Противодействие силам реакции, объединенным в борьбе за Гоголя, было явно недостаточно. Оно представлено было в сущности одним Белинским. Белинский боролся за Гоголя не в одних своих печатных статьях, — он пытался лично воздействовать на Гоголя, пытался оторвать его от круга „Москвитянина“, но эти попытки были безуспешны. Анненков и Прокопович, отчасти примыкавшие к Белинскому, были недостаточно активны и для Гоголя недостаточно авторитетны. С Герценом Гоголь так и не встретился.
VII.Новые выступления Гоголя были восприняты современниками как отречение от прошлого писательского пути и даже от художественной литературы вообще. Между тем, Гоголь не только продолжал сознавать себя писателем, но весь строй его новых идей имел непосредственное отношение к замыслу продолжения „Мертвых душ“. В течение 1843–1844 гг., когда забота о первом томе и о собрании сочинений была уже в прошлом, и Гоголь мог сосредоточиться на втором томе, он, отвечая на нетерпеливые вопросы друзей, то и дело вынужден был сознаваться, что „Мертвые души“ „и пишутся и не пишутся“, и что причина медлительности на этот раз — в нем самом. „Сочиненья мои так тесно связаны с духовным образованием меня самого“ — пишет он Плетневу 6 октября 1843 г. — „и такое мне нужно до того времени вынести внутреннее, сильное воспитание душевное, глубокое воспитание, что нельзя и надеяться на скорое появление моих новых сочинений“. Продолжение „Мертвых душ“ всё теснее связывается в сознании Гоголя с новыми его идеями и прежде всего — с идеей личного самосовершенствования, в котором он, — как впоследствии Лев Толстой, — мечтает найти разрешение не только личных, но и общественных задач.
С этой идеей непосредственно связана была другая — славянофильская — идея об особых национальных свойствах русского человека, которые могут возродить последнего „подлюку“, если в нем только есть „крупица русского чувства“. Отсюда возникают две задачи в дальнейших частях „Мертвых душ“: с одной стороны, противопоставить пошлым героям первого тома — прекрасные русские характеры (обещания эти были даны уже в 11-й главе первого тома), с другой стороны — показать возможность внутреннего перерождения даже для Чичиковых и Плюшкиных.

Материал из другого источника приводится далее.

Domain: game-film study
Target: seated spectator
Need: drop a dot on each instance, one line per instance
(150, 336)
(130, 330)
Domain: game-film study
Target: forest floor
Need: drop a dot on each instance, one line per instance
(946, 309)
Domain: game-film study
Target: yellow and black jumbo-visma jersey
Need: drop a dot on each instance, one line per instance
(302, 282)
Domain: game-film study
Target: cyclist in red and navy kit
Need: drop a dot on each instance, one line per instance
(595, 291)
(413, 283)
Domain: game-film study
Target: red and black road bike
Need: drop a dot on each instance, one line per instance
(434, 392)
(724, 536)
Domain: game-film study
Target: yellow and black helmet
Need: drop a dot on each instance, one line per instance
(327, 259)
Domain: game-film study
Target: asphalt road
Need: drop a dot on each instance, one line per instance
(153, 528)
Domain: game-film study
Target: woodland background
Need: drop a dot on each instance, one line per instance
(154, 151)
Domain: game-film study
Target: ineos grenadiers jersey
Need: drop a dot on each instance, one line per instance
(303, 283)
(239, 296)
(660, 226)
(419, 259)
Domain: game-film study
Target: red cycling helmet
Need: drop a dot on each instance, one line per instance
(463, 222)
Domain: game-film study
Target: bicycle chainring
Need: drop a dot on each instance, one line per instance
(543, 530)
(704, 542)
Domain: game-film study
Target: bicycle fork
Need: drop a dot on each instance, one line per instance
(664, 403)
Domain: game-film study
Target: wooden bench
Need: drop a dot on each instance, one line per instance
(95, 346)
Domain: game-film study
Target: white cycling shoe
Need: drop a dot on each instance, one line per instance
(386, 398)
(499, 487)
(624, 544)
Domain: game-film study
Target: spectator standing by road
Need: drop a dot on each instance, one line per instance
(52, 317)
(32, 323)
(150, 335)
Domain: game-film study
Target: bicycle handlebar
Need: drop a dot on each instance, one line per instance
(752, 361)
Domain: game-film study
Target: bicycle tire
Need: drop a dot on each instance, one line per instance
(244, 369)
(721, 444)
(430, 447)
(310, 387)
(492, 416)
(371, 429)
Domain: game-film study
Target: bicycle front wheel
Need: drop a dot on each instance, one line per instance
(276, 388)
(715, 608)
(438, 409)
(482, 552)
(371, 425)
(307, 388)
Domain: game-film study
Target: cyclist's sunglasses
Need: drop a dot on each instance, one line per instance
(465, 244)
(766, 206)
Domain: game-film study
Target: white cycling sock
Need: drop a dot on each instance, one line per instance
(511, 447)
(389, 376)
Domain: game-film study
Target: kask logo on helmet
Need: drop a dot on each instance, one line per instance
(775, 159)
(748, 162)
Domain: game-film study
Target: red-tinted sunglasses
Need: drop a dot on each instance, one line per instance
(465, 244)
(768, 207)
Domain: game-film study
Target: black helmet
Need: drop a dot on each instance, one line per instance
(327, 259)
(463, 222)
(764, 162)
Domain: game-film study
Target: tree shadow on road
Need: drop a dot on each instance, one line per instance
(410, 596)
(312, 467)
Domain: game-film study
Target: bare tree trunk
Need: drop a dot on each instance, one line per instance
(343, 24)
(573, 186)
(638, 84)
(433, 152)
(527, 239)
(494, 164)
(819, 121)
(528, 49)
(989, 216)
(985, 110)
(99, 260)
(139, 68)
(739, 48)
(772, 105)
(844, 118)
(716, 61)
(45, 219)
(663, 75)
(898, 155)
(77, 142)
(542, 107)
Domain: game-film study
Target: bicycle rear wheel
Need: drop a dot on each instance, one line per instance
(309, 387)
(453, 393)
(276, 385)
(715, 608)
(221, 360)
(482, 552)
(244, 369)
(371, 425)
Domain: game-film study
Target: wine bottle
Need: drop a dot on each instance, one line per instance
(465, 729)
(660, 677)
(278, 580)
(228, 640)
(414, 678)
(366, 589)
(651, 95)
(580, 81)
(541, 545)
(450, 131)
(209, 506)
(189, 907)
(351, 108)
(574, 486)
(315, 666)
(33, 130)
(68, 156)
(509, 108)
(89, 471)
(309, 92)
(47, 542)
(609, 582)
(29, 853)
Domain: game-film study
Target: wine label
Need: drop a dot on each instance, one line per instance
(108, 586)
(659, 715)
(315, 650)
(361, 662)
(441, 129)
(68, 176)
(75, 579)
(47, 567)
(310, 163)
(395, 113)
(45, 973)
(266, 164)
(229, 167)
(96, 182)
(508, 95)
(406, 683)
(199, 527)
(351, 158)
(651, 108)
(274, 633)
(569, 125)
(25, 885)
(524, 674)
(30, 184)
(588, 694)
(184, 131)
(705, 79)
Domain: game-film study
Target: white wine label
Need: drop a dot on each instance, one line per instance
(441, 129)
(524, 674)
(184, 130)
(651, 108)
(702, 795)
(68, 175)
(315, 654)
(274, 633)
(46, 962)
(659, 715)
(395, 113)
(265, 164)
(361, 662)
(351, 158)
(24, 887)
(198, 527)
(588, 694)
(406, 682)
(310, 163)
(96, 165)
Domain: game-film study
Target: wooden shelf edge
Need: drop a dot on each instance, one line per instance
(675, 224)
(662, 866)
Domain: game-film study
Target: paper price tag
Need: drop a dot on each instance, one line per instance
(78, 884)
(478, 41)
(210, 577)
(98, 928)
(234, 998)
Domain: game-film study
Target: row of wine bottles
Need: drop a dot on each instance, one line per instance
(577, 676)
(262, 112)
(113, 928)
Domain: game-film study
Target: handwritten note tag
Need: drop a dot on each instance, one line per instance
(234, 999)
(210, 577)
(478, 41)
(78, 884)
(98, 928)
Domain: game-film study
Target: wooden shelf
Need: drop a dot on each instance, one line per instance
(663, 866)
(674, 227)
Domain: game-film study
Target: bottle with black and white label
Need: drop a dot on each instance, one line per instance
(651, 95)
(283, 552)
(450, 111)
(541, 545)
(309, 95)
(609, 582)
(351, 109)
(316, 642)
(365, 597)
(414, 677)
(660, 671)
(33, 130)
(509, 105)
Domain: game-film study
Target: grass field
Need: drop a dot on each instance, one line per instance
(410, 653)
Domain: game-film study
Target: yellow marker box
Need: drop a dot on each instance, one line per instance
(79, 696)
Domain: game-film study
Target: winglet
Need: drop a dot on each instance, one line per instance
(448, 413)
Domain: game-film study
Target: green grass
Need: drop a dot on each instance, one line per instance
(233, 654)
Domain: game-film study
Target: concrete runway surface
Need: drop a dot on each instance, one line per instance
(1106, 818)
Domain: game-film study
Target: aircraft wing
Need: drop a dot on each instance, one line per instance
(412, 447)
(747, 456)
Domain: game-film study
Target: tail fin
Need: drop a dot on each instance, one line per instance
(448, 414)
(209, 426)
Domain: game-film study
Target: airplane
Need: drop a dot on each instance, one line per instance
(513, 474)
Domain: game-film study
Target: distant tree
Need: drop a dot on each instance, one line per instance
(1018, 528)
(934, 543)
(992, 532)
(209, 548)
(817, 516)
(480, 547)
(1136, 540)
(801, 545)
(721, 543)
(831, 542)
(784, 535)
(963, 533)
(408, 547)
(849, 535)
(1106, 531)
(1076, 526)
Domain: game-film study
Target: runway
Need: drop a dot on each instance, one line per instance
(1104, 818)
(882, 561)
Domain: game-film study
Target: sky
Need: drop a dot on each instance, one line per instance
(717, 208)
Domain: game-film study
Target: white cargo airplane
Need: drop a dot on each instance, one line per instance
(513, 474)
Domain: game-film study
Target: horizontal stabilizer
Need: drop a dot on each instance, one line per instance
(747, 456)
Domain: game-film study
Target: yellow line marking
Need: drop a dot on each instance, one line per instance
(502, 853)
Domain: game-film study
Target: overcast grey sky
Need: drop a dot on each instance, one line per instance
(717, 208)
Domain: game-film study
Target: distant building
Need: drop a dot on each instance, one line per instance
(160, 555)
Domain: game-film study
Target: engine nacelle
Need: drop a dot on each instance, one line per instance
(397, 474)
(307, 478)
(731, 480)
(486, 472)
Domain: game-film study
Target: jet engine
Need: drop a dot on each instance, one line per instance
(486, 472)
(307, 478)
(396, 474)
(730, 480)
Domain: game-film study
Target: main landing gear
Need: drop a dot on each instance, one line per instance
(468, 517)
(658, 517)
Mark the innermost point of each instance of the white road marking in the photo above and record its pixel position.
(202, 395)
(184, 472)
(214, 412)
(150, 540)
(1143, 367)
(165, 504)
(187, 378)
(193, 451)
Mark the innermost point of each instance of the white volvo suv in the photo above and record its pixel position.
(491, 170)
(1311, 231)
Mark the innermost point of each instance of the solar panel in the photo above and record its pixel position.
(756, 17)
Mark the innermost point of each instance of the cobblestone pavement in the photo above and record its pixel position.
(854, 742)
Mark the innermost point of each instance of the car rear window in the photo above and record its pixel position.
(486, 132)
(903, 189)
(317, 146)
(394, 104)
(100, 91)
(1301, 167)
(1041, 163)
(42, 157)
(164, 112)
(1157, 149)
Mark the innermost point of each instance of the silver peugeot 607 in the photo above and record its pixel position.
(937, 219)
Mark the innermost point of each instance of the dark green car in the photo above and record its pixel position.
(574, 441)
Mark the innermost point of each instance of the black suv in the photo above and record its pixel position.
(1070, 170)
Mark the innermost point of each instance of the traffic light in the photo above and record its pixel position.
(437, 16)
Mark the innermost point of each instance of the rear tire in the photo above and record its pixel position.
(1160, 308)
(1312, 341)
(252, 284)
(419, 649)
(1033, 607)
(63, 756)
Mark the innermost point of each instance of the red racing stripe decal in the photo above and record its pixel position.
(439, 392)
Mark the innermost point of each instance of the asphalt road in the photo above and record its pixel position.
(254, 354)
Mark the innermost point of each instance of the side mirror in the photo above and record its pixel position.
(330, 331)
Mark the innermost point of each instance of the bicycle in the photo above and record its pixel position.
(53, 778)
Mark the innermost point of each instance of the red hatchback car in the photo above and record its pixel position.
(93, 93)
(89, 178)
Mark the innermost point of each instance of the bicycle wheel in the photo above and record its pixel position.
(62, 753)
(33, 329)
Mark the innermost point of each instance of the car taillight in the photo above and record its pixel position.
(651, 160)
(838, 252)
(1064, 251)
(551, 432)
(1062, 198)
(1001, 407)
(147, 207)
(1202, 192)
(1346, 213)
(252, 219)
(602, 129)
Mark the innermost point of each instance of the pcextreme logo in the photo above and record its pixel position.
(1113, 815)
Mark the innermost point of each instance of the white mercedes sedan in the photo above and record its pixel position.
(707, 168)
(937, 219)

Но Гоголь всё еще мечтает остаться верным принципам реалистического искусства. В 1845 г. он уничтожает всё написанное им из второго тома за то, что, изображая прекрасное, он не сумел указать „путей к прекрасному“, то есть не внес в свои изображения должной психологической убедительности, притом в идейно наиболее важном для него пункте, в изображении перерождения человека. Он стремится не только расширить сферу своих изображений, но и сделать их наиболее верными действительности („верным зеркалом, а не карикатурой“). Еще продолжая жить на чужбине, он всеми доступными ему средствами стремится лучше узнать русскую жизнь, не надеясь, как раньше, на один запас уже сделанных наблюдений и на способность „угадывать человека“. Он просит родных и знакомых присылать ему побольше материалов — бытовых и психологических („портреты“); он изучает „статистику России“ по книжным источникам; он жадно читает произведения русских писателей „натуральной школы“ и прежде всего — богатого бытовым материалом Даля. Наконец, он прекращает вовсе свои скитания по Европе и, осуществив путешествие в Палестину, с которым были связаны большие, но не сбывшиеся надежды на „обновление сил, бодрость и рвение“, окончательно возвращается осенью 1848 г. в Россию.